Diary of a First-Year Teacher: A Key to Unlocking a Child’s Imagination
Each week, an anonymous first-grade teacher will share her confessions, musings, struggles, and successes during the first year of her teaching career in rural Mississippi.
The holidays are here and the classroom decorations are up. The anticipation of the holidays raised my spirits enough last week to inspire a full-blown Christmas-decorated door for the weeks leading up to winter break.
It seems that people have a natural radar for holiday decorating because as I pulled out the tinsel and wrapping paper after school, lingering students kept popping into my room to help me. Before I knew it, I had a fleet of ten want-to-be elves.
As my students drifted into our classroom the next day, they each stopped, bewitched in front of my festive door. Pretty soon my class was a silent pack in the doorway, their eyes glued to the door, simply staring in awe at the Christmas decor.

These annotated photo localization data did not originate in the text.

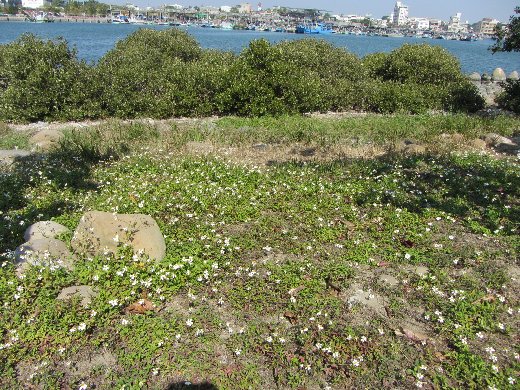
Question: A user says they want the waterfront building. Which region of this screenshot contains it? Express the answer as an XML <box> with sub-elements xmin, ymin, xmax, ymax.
<box><xmin>448</xmin><ymin>12</ymin><xmax>468</xmax><ymax>33</ymax></box>
<box><xmin>393</xmin><ymin>1</ymin><xmax>408</xmax><ymax>26</ymax></box>
<box><xmin>238</xmin><ymin>3</ymin><xmax>252</xmax><ymax>14</ymax></box>
<box><xmin>410</xmin><ymin>18</ymin><xmax>430</xmax><ymax>31</ymax></box>
<box><xmin>473</xmin><ymin>18</ymin><xmax>500</xmax><ymax>35</ymax></box>
<box><xmin>428</xmin><ymin>19</ymin><xmax>442</xmax><ymax>31</ymax></box>
<box><xmin>22</xmin><ymin>0</ymin><xmax>51</xmax><ymax>9</ymax></box>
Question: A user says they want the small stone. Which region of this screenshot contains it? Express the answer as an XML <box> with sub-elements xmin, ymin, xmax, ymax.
<box><xmin>491</xmin><ymin>68</ymin><xmax>506</xmax><ymax>81</ymax></box>
<box><xmin>471</xmin><ymin>138</ymin><xmax>487</xmax><ymax>150</ymax></box>
<box><xmin>14</xmin><ymin>238</ymin><xmax>74</xmax><ymax>274</ymax></box>
<box><xmin>379</xmin><ymin>274</ymin><xmax>399</xmax><ymax>287</ymax></box>
<box><xmin>482</xmin><ymin>133</ymin><xmax>516</xmax><ymax>147</ymax></box>
<box><xmin>253</xmin><ymin>143</ymin><xmax>268</xmax><ymax>150</ymax></box>
<box><xmin>23</xmin><ymin>221</ymin><xmax>69</xmax><ymax>241</ymax></box>
<box><xmin>403</xmin><ymin>144</ymin><xmax>426</xmax><ymax>155</ymax></box>
<box><xmin>56</xmin><ymin>286</ymin><xmax>98</xmax><ymax>307</ymax></box>
<box><xmin>29</xmin><ymin>129</ymin><xmax>63</xmax><ymax>151</ymax></box>
<box><xmin>71</xmin><ymin>211</ymin><xmax>166</xmax><ymax>260</ymax></box>
<box><xmin>507</xmin><ymin>70</ymin><xmax>520</xmax><ymax>81</ymax></box>
<box><xmin>0</xmin><ymin>149</ymin><xmax>31</xmax><ymax>165</ymax></box>
<box><xmin>468</xmin><ymin>72</ymin><xmax>482</xmax><ymax>83</ymax></box>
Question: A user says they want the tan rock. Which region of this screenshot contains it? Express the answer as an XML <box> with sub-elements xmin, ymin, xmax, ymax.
<box><xmin>56</xmin><ymin>286</ymin><xmax>98</xmax><ymax>307</ymax></box>
<box><xmin>71</xmin><ymin>211</ymin><xmax>166</xmax><ymax>260</ymax></box>
<box><xmin>23</xmin><ymin>221</ymin><xmax>69</xmax><ymax>241</ymax></box>
<box><xmin>29</xmin><ymin>129</ymin><xmax>63</xmax><ymax>151</ymax></box>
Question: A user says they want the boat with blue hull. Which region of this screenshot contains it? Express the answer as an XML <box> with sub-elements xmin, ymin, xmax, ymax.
<box><xmin>296</xmin><ymin>23</ymin><xmax>334</xmax><ymax>34</ymax></box>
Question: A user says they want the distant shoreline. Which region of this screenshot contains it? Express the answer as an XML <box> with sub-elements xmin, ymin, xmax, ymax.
<box><xmin>0</xmin><ymin>16</ymin><xmax>110</xmax><ymax>24</ymax></box>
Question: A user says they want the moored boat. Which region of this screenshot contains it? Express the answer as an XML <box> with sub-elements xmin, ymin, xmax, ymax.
<box><xmin>296</xmin><ymin>23</ymin><xmax>334</xmax><ymax>34</ymax></box>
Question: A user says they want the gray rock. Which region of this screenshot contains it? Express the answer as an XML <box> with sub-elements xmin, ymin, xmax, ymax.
<box><xmin>56</xmin><ymin>286</ymin><xmax>98</xmax><ymax>307</ymax></box>
<box><xmin>403</xmin><ymin>144</ymin><xmax>426</xmax><ymax>155</ymax></box>
<box><xmin>29</xmin><ymin>129</ymin><xmax>63</xmax><ymax>151</ymax></box>
<box><xmin>468</xmin><ymin>72</ymin><xmax>481</xmax><ymax>83</ymax></box>
<box><xmin>253</xmin><ymin>143</ymin><xmax>268</xmax><ymax>150</ymax></box>
<box><xmin>495</xmin><ymin>143</ymin><xmax>520</xmax><ymax>155</ymax></box>
<box><xmin>23</xmin><ymin>221</ymin><xmax>69</xmax><ymax>241</ymax></box>
<box><xmin>480</xmin><ymin>73</ymin><xmax>491</xmax><ymax>83</ymax></box>
<box><xmin>14</xmin><ymin>238</ymin><xmax>74</xmax><ymax>274</ymax></box>
<box><xmin>491</xmin><ymin>68</ymin><xmax>506</xmax><ymax>81</ymax></box>
<box><xmin>347</xmin><ymin>285</ymin><xmax>386</xmax><ymax>316</ymax></box>
<box><xmin>379</xmin><ymin>274</ymin><xmax>399</xmax><ymax>287</ymax></box>
<box><xmin>482</xmin><ymin>133</ymin><xmax>515</xmax><ymax>147</ymax></box>
<box><xmin>0</xmin><ymin>149</ymin><xmax>31</xmax><ymax>165</ymax></box>
<box><xmin>507</xmin><ymin>70</ymin><xmax>520</xmax><ymax>81</ymax></box>
<box><xmin>71</xmin><ymin>211</ymin><xmax>166</xmax><ymax>260</ymax></box>
<box><xmin>413</xmin><ymin>265</ymin><xmax>428</xmax><ymax>276</ymax></box>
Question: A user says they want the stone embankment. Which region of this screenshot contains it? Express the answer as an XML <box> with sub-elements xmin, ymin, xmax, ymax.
<box><xmin>468</xmin><ymin>68</ymin><xmax>519</xmax><ymax>106</ymax></box>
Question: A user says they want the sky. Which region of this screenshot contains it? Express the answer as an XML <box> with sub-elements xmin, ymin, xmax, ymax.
<box><xmin>119</xmin><ymin>0</ymin><xmax>520</xmax><ymax>23</ymax></box>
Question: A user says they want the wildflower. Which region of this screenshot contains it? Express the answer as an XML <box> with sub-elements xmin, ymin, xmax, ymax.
<box><xmin>108</xmin><ymin>299</ymin><xmax>119</xmax><ymax>307</ymax></box>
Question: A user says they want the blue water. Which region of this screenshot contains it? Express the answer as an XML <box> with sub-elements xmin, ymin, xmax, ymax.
<box><xmin>0</xmin><ymin>22</ymin><xmax>520</xmax><ymax>73</ymax></box>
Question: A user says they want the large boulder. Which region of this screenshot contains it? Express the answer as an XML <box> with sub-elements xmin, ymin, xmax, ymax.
<box><xmin>23</xmin><ymin>221</ymin><xmax>69</xmax><ymax>241</ymax></box>
<box><xmin>29</xmin><ymin>129</ymin><xmax>63</xmax><ymax>151</ymax></box>
<box><xmin>71</xmin><ymin>211</ymin><xmax>166</xmax><ymax>260</ymax></box>
<box><xmin>56</xmin><ymin>286</ymin><xmax>98</xmax><ymax>307</ymax></box>
<box><xmin>14</xmin><ymin>238</ymin><xmax>74</xmax><ymax>274</ymax></box>
<box><xmin>507</xmin><ymin>70</ymin><xmax>520</xmax><ymax>81</ymax></box>
<box><xmin>491</xmin><ymin>68</ymin><xmax>506</xmax><ymax>81</ymax></box>
<box><xmin>0</xmin><ymin>149</ymin><xmax>31</xmax><ymax>165</ymax></box>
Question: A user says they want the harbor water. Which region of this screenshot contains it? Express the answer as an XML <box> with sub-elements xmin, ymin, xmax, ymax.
<box><xmin>0</xmin><ymin>22</ymin><xmax>520</xmax><ymax>73</ymax></box>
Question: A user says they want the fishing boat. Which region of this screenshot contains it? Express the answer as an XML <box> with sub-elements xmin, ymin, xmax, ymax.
<box><xmin>110</xmin><ymin>15</ymin><xmax>130</xmax><ymax>24</ymax></box>
<box><xmin>296</xmin><ymin>23</ymin><xmax>334</xmax><ymax>34</ymax></box>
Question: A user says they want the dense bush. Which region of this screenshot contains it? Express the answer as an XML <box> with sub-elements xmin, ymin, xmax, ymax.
<box><xmin>0</xmin><ymin>29</ymin><xmax>483</xmax><ymax>121</ymax></box>
<box><xmin>0</xmin><ymin>34</ymin><xmax>97</xmax><ymax>121</ymax></box>
<box><xmin>497</xmin><ymin>80</ymin><xmax>520</xmax><ymax>114</ymax></box>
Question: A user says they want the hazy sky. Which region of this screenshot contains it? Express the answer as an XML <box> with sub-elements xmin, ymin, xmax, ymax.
<box><xmin>119</xmin><ymin>0</ymin><xmax>520</xmax><ymax>22</ymax></box>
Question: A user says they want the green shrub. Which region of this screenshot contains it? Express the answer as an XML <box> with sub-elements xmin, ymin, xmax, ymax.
<box><xmin>0</xmin><ymin>34</ymin><xmax>95</xmax><ymax>121</ymax></box>
<box><xmin>496</xmin><ymin>80</ymin><xmax>520</xmax><ymax>114</ymax></box>
<box><xmin>96</xmin><ymin>29</ymin><xmax>203</xmax><ymax>118</ymax></box>
<box><xmin>380</xmin><ymin>44</ymin><xmax>464</xmax><ymax>85</ymax></box>
<box><xmin>218</xmin><ymin>39</ymin><xmax>327</xmax><ymax>116</ymax></box>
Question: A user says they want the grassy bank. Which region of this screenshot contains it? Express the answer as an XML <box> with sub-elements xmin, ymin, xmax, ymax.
<box><xmin>0</xmin><ymin>115</ymin><xmax>520</xmax><ymax>389</ymax></box>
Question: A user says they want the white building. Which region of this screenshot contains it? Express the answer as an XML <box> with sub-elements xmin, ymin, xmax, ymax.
<box><xmin>448</xmin><ymin>12</ymin><xmax>466</xmax><ymax>33</ymax></box>
<box><xmin>393</xmin><ymin>1</ymin><xmax>408</xmax><ymax>26</ymax></box>
<box><xmin>22</xmin><ymin>0</ymin><xmax>50</xmax><ymax>9</ymax></box>
<box><xmin>410</xmin><ymin>18</ymin><xmax>430</xmax><ymax>31</ymax></box>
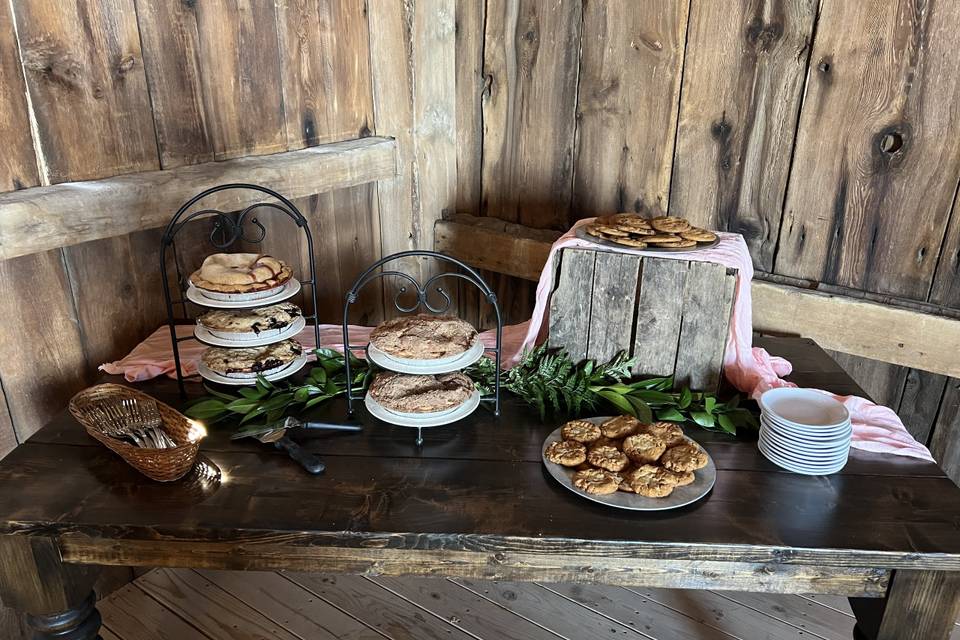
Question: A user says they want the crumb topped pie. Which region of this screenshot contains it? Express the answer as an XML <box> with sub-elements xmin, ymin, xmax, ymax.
<box><xmin>368</xmin><ymin>372</ymin><xmax>475</xmax><ymax>413</ymax></box>
<box><xmin>370</xmin><ymin>314</ymin><xmax>477</xmax><ymax>360</ymax></box>
<box><xmin>197</xmin><ymin>302</ymin><xmax>303</xmax><ymax>340</ymax></box>
<box><xmin>190</xmin><ymin>253</ymin><xmax>293</xmax><ymax>294</ymax></box>
<box><xmin>200</xmin><ymin>340</ymin><xmax>303</xmax><ymax>378</ymax></box>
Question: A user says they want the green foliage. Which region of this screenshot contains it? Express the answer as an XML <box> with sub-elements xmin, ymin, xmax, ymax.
<box><xmin>185</xmin><ymin>349</ymin><xmax>372</xmax><ymax>424</ymax></box>
<box><xmin>467</xmin><ymin>345</ymin><xmax>759</xmax><ymax>434</ymax></box>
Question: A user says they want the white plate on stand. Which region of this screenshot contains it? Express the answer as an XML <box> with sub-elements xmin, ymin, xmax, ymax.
<box><xmin>541</xmin><ymin>416</ymin><xmax>717</xmax><ymax>511</ymax></box>
<box><xmin>186</xmin><ymin>278</ymin><xmax>300</xmax><ymax>309</ymax></box>
<box><xmin>363</xmin><ymin>389</ymin><xmax>480</xmax><ymax>429</ymax></box>
<box><xmin>197</xmin><ymin>353</ymin><xmax>307</xmax><ymax>387</ymax></box>
<box><xmin>367</xmin><ymin>338</ymin><xmax>485</xmax><ymax>375</ymax></box>
<box><xmin>193</xmin><ymin>316</ymin><xmax>307</xmax><ymax>349</ymax></box>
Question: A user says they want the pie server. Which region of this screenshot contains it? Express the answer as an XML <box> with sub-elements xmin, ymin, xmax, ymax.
<box><xmin>230</xmin><ymin>417</ymin><xmax>363</xmax><ymax>475</ymax></box>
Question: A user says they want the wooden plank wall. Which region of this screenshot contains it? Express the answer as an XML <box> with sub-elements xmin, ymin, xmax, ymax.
<box><xmin>457</xmin><ymin>0</ymin><xmax>960</xmax><ymax>479</ymax></box>
<box><xmin>0</xmin><ymin>0</ymin><xmax>456</xmax><ymax>457</ymax></box>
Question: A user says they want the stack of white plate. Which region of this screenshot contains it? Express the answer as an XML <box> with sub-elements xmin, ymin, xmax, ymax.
<box><xmin>757</xmin><ymin>388</ymin><xmax>853</xmax><ymax>476</ymax></box>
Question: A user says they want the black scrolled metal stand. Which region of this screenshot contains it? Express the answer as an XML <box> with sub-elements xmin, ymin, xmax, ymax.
<box><xmin>343</xmin><ymin>250</ymin><xmax>503</xmax><ymax>430</ymax></box>
<box><xmin>160</xmin><ymin>183</ymin><xmax>320</xmax><ymax>397</ymax></box>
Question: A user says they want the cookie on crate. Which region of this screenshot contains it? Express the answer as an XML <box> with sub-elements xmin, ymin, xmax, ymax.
<box><xmin>200</xmin><ymin>340</ymin><xmax>303</xmax><ymax>379</ymax></box>
<box><xmin>370</xmin><ymin>313</ymin><xmax>477</xmax><ymax>360</ymax></box>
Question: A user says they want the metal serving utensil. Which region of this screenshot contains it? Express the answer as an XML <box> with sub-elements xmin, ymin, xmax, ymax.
<box><xmin>230</xmin><ymin>416</ymin><xmax>363</xmax><ymax>475</ymax></box>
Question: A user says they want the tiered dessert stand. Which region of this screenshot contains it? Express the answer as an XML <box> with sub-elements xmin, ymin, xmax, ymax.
<box><xmin>160</xmin><ymin>184</ymin><xmax>320</xmax><ymax>395</ymax></box>
<box><xmin>343</xmin><ymin>251</ymin><xmax>503</xmax><ymax>446</ymax></box>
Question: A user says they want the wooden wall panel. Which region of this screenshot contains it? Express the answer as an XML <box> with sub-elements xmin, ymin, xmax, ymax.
<box><xmin>136</xmin><ymin>0</ymin><xmax>213</xmax><ymax>169</ymax></box>
<box><xmin>13</xmin><ymin>0</ymin><xmax>157</xmax><ymax>184</ymax></box>
<box><xmin>776</xmin><ymin>0</ymin><xmax>960</xmax><ymax>299</ymax></box>
<box><xmin>195</xmin><ymin>0</ymin><xmax>287</xmax><ymax>160</ymax></box>
<box><xmin>277</xmin><ymin>0</ymin><xmax>373</xmax><ymax>149</ymax></box>
<box><xmin>367</xmin><ymin>0</ymin><xmax>457</xmax><ymax>288</ymax></box>
<box><xmin>930</xmin><ymin>186</ymin><xmax>960</xmax><ymax>309</ymax></box>
<box><xmin>670</xmin><ymin>0</ymin><xmax>817</xmax><ymax>271</ymax></box>
<box><xmin>482</xmin><ymin>0</ymin><xmax>581</xmax><ymax>229</ymax></box>
<box><xmin>573</xmin><ymin>0</ymin><xmax>689</xmax><ymax>218</ymax></box>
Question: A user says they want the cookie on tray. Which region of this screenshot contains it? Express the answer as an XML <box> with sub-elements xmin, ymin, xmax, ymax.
<box><xmin>660</xmin><ymin>441</ymin><xmax>707</xmax><ymax>472</ymax></box>
<box><xmin>560</xmin><ymin>420</ymin><xmax>600</xmax><ymax>444</ymax></box>
<box><xmin>623</xmin><ymin>433</ymin><xmax>667</xmax><ymax>464</ymax></box>
<box><xmin>600</xmin><ymin>415</ymin><xmax>640</xmax><ymax>440</ymax></box>
<box><xmin>573</xmin><ymin>469</ymin><xmax>622</xmax><ymax>495</ymax></box>
<box><xmin>587</xmin><ymin>445</ymin><xmax>630</xmax><ymax>473</ymax></box>
<box><xmin>640</xmin><ymin>422</ymin><xmax>684</xmax><ymax>447</ymax></box>
<box><xmin>544</xmin><ymin>440</ymin><xmax>587</xmax><ymax>467</ymax></box>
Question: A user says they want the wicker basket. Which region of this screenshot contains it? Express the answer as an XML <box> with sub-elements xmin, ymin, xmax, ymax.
<box><xmin>70</xmin><ymin>384</ymin><xmax>200</xmax><ymax>482</ymax></box>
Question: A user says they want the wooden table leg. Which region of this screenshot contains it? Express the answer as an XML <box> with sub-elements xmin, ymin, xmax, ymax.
<box><xmin>850</xmin><ymin>569</ymin><xmax>960</xmax><ymax>640</ymax></box>
<box><xmin>0</xmin><ymin>535</ymin><xmax>100</xmax><ymax>640</ymax></box>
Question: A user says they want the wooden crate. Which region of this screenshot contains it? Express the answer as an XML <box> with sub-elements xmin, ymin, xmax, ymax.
<box><xmin>550</xmin><ymin>249</ymin><xmax>736</xmax><ymax>391</ymax></box>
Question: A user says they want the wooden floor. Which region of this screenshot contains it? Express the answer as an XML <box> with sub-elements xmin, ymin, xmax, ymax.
<box><xmin>99</xmin><ymin>569</ymin><xmax>960</xmax><ymax>640</ymax></box>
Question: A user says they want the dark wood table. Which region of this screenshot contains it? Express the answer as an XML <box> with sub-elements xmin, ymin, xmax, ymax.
<box><xmin>0</xmin><ymin>338</ymin><xmax>960</xmax><ymax>640</ymax></box>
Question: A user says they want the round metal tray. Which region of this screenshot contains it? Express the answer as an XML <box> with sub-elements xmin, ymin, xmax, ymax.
<box><xmin>574</xmin><ymin>225</ymin><xmax>720</xmax><ymax>254</ymax></box>
<box><xmin>540</xmin><ymin>416</ymin><xmax>717</xmax><ymax>511</ymax></box>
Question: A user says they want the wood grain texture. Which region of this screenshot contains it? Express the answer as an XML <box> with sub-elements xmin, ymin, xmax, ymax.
<box><xmin>674</xmin><ymin>260</ymin><xmax>736</xmax><ymax>391</ymax></box>
<box><xmin>0</xmin><ymin>251</ymin><xmax>92</xmax><ymax>442</ymax></box>
<box><xmin>0</xmin><ymin>138</ymin><xmax>397</xmax><ymax>259</ymax></box>
<box><xmin>929</xmin><ymin>184</ymin><xmax>960</xmax><ymax>308</ymax></box>
<box><xmin>195</xmin><ymin>0</ymin><xmax>287</xmax><ymax>160</ymax></box>
<box><xmin>930</xmin><ymin>378</ymin><xmax>960</xmax><ymax>485</ymax></box>
<box><xmin>752</xmin><ymin>281</ymin><xmax>960</xmax><ymax>376</ymax></box>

I chuckled at their simple amusement, recalling my own fascination with holiday magic. I remember spending hours of the holiday season starring at decorations. There is something magnificent about them, because Christmas is whimsical. Children love whimsy; it is an invitation to their imagination.
As I thought about this, I realized, with the exception of my newly dressed-up door, my classroom completely lacked whimsy. In an effort to be a transformational teacher, focused on the academics and skill development of my students, I had been fairly critical of “cute teaching.” You know, the Pinterest teacher. With cute worksheets, a themed classroom, and immaculate bulletin boards. I thought who has time for that fluff?
Of course, it would be nice for my handouts and projects to look like they came off of a back-to-school display at Anthropologie, but it would be nothing but aesthetics. I thought it'd be a waste of my time. However, seeing my students' faces in the light of whimsy, I am reconsidering. There is a transfixing power behind capturing a child's imagination.
So I am going to use the holiday season to sprinkle a little whimsy into my room and my lessons, and see whether it is worth the time. I have spent much of my time focused on my students' goals and planting the seeds for plans of college. Now I wonder about the impact it has on my students if they don't have the same whimsy in their school day as children in more affluent districts?
I wonder if the captivation of some seemingly unnecessary cute fluff may make a bigger difference than I had thought. I don't know, but if I can capture my students' attention during a lesson the way some tinsel and tape did on the door, I can only imagine the effect will be positive.
These are solely the author's opinions and do not represent those of TakePart, LLC or its affiliates.